Hrvoje Niksic hrvoje.niksic at avl.com
Fri Nov 28 13:38:14 CET 2008


A friend pointed out that running python under valgrind (simply 
"valgrind python") produces a lot of "invalid read" errors.  Reading up 
on Misc/README.valgrind only seems to describe why "uninitialized reads" 
should occur, not invalid ones.  For example:

$ valgrind python
[... lots of output ...]
==31428== Invalid read of size 4
==31428==    at 0x808EBDF: PyObject_Free (in /usr/bin/python2.5)
==31428==    by 0x810DD0A: (within /usr/bin/python2.5)
==31428==    by 0x810DD34: PyNode_Free (in /usr/bin/python2.5)
==31428==    by 0x80EDAD9: PyRun_InteractiveOneFlags (in /usr/bin/python2.5)
==31428==    by 0x80EDDB7: PyRun_InteractiveLoopFlags (in 
/usr/bin/python2.5)
==31428==    by 0x80EE515: PyRun_AnyFileExFlags (in /usr/bin/python2.5)
==31428==    by 0x80595E6: Py_Main (in /usr/bin/python2.5)
==31428==    by 0x8058961: main (in /usr/bin/python2.5)
==31428==  Address 0x43bf010 is 3,112 bytes inside a block of size 6,016 
free'd
==31428==    at 0x4024B4A: free (vg_replace_malloc.c:323)
==31428==    by 0x8059C07: (within /usr/bin/python2.5)
==31428==    by 0x80EDAA5: PyRun_InteractiveOneFlags (in /usr/bin/python2.5)
...

valgrind claims that Python reads 4 bytes inside a block on which free() 
has already been called.  Is valgrind wrong, or is Python really doing 
that?  Googling revealed previous reports of this, normally answered by 
a reference to README.valgrind.  But README.valgrind justifies reading 
from ununitialized memory, which doesn't help me understand how reading 
from the middle of a block of freed memory (more precisely, memory on 
which the libc free() has already been called) would be okay.

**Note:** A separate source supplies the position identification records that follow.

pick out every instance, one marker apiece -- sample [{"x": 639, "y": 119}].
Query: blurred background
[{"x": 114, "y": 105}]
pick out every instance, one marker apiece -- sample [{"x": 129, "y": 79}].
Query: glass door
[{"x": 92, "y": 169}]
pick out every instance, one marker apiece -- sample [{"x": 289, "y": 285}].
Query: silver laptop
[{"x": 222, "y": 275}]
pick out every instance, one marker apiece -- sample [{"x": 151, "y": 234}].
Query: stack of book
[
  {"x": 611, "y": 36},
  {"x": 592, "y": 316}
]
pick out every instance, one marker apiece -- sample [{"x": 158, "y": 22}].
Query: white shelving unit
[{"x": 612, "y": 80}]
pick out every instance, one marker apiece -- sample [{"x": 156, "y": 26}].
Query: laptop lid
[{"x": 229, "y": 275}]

I suppose valgrind could be confused by PyFree's pool address validation 
that intentionally reads the memory just before the allocated block, and 
incorrectly attributes it to a previously allocated (and hence freed) 
block, but I can't prove that.  Has anyone investigated this kind of 
valgrind report?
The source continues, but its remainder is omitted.